Johanna Neuman, a Los Angeles Times blogger, even compared the language Obama used in his speech with that of the President speaking on previous occasions.
Obama: "The challenges we face today ... are simply too big for government to solve alone."
Bush: "Bureaucracies can put money in people's hands, but they cannot put hope in a person's heart."
Obama: "Change comes not from the top down but from the bottom up, and few are closer to the people than our churches, synagogues, temples and mosques."
Bush: "Groups like yours have harnessed a power that no government bureaucracy can match."

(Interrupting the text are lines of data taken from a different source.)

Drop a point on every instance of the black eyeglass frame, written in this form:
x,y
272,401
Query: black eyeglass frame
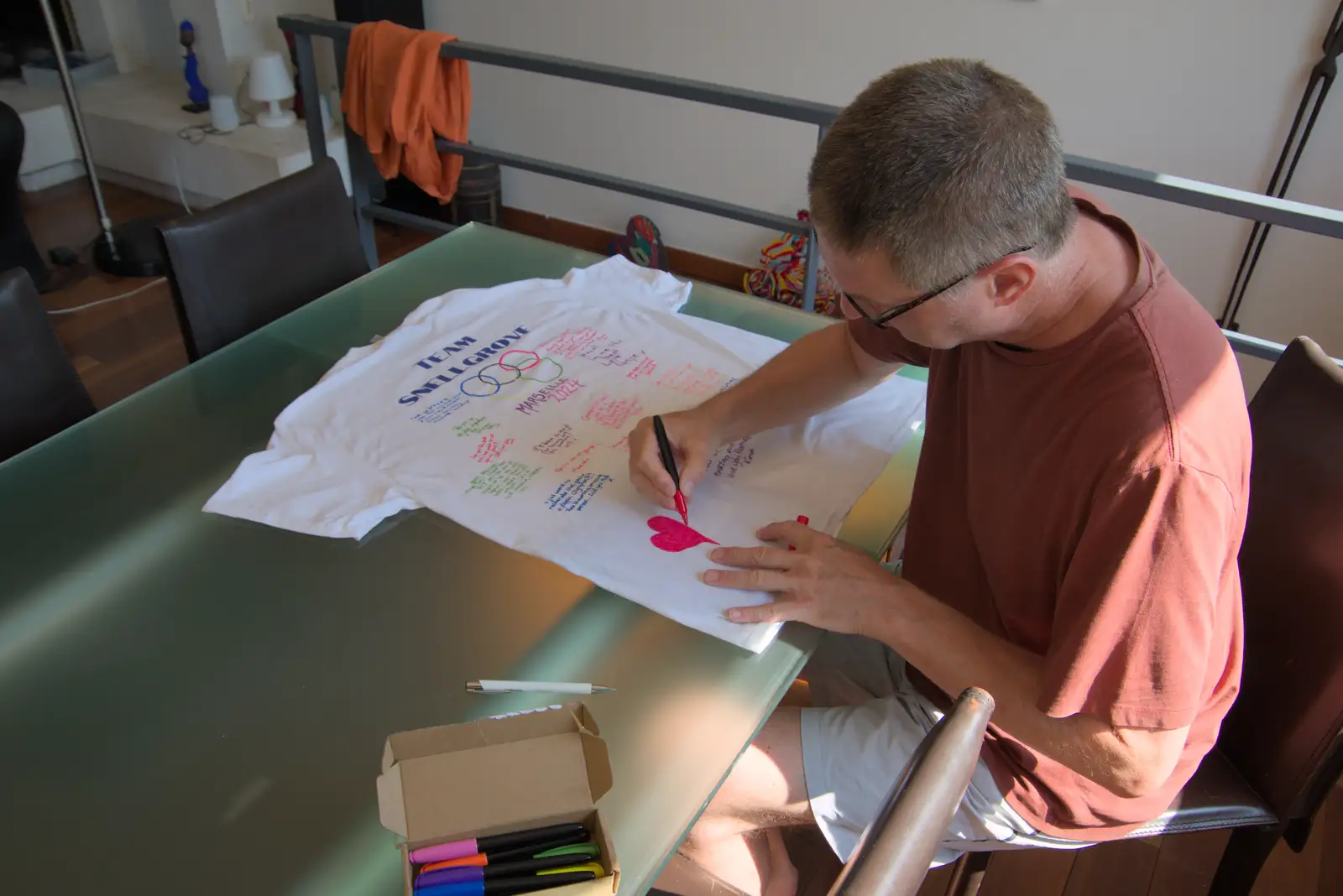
x,y
891,314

http://latimesblogs.latimes.com/presidentbush/2008/07/bushs-faith-bas.html
Yes, but it's how that power is unleashed that tends to make people worry.
6. Obama supports warrantless surveillance, including the FISA bill.
Salon correspondent Glenn Greenwald nailed Obama's flip-flop on FISA and telecom immunity down to the brass tacks when he wrote on June 21st, "What had been a vicious assault on our Constitution, and corrupt complicity to conceal Bush lawbreaking, magically and instantaneously transformed into a perfectly understandable position, even a shrewd and commendable decision, that we should not only accept, but be grateful for as undertaken by Obama for our Own Good."
Setting aside an earlier commitment to filibuster the bill, Obama said last week that he supports the (alleged) compromise that strips many safeguards from the 1978 FISA Act. The new measure legalizes the eavesdropping activities conducted by the Administration beginning in 2001, even though they violate the Fourth Amendment right to privacy. Obama's spokespeople have erroneously stated that the original legislation was about to expire, forcing the candidate's hand.
http://www.salon.com/opinion/greenwald/2008/06/21/obama/
Greenwald isn't alone in feeling a little betrayed. Members of the group MoveOn.org have joined civil liberties proponents in raising money to lobby Obama and other Democrats to reverse their positions before the bill comes to a vote in the full senate on July 8th. (Too bad they can't get a refund on their previous donations.)
http://blog.wired.com/27bstroke6/2008/06/telecom-amnes-1.html
To be sure, the timing of the FISA vote is puzzling. Republicans seem unphased about the prospect of a President Obama using the snooping powers to gather dirt on them. One would think they'd prefer to wait until after November before painting a bull's eye on their own foreheads. Even a McCain presidency may prove no picnic for the hardcore neocons who have for years backed the Bush family crime spree and all the potential liability that goes with the territory. It makes you wonder if they know something about this election that the rest of us don't - like who's going to win and how Karl Rove is pulling it off. (See the "Bamboozling" article below for more on this.)